La Lettura, in proposito, propone l’esempio della «vedova di Sarepta di
Sidone» che non esita ad accogliere il profeta Elia e a mettere a sua
disposizione tutto quanto le era rimasto per sopravvivere con suo figlio (1Re
17,12).
Anche l’Epistola sottolinea, con
riferimento all’accoglienza riservata da Abramo ai tre misteriosi personaggi
presso le querce di Mamre (Genesi 18,1-4), come alcuni praticando l’ospitalità
«senza saperlo hanno accolto degli angeli» (Ebrei 13,2), ovvero, messaggeri
celesti. Nei messaggeri e inviati a portare la Parola i credenti sono perciò
esortati da Gesù ad “accogliere” lui stesso e colui che lo ha inviato Dio il
Padre.
Tale ospitalità verso i suoi messaggeri è
a Dio molto gradita. Egli non lascerà senza “ricompensa” anche i più semplici e
umili gesti di accoglienza come offrire «anche solo un bicchiere d’acqua
fresca» soprattutto ai “piccoli” ossia a quei membri della comunità che
trasmettono la sua Parola e rendono al vivo la persona del Signore Gesù non
tanto con la predicazione ma con la loro stessa vita contrassegnata da povertà
materiale e da marginalità.
La vedova di Sarepta come “ricompensa”
dell’ospitalità data a Elia ottenne che la «farina della giara non venne meno e
l’orcio dell’olio non diminuì» (1Re 17,16). Di lei e di suo figlio si prese
cioè cura Dio stesso come fece con il profeta Elia per il quale dispose che “i
corvi” gli portassero mattina e sera “pane e carne” (1Re 17,6).
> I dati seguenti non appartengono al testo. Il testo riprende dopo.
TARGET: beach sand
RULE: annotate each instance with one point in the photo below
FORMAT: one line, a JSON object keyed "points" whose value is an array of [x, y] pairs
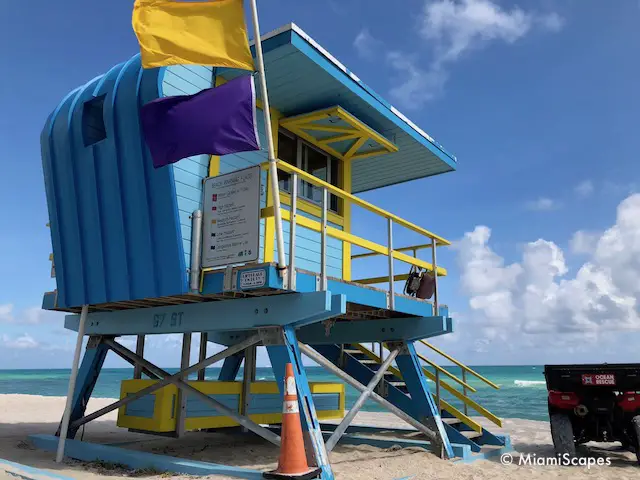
{"points": [[22, 415]]}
Chi accoglie il messaggero del Vangelo sia
esso un “profeta”, un “giusto”, ovvero “uno di questi piccoli” che la lettera
agli Ebrei individua nei “carcerati” e nei “maltrattati” (Ebrei 13,3), in
quanto “discepoli” e, perciò, immagine di Gesù maltrattato e rifiutato come
inviato del Padre, riceverà la “ricompensa”.
Questa consiste nella premurosa vicinanza
di Dio da lui stesso assicurata: «Non ti lascerò e non ti abbandonerò» (v 5) e
così espressa nel Salmo 4: «Il Signore fa prodigi per il suo fedele; il Signore
mi ascolta quando lo invoco», ma specialmente
nella partecipazione alla salvezza e alla vita divina che è la
ricompensa spettante ai “profeti”, ai “giusti” e a “questi piccoli”.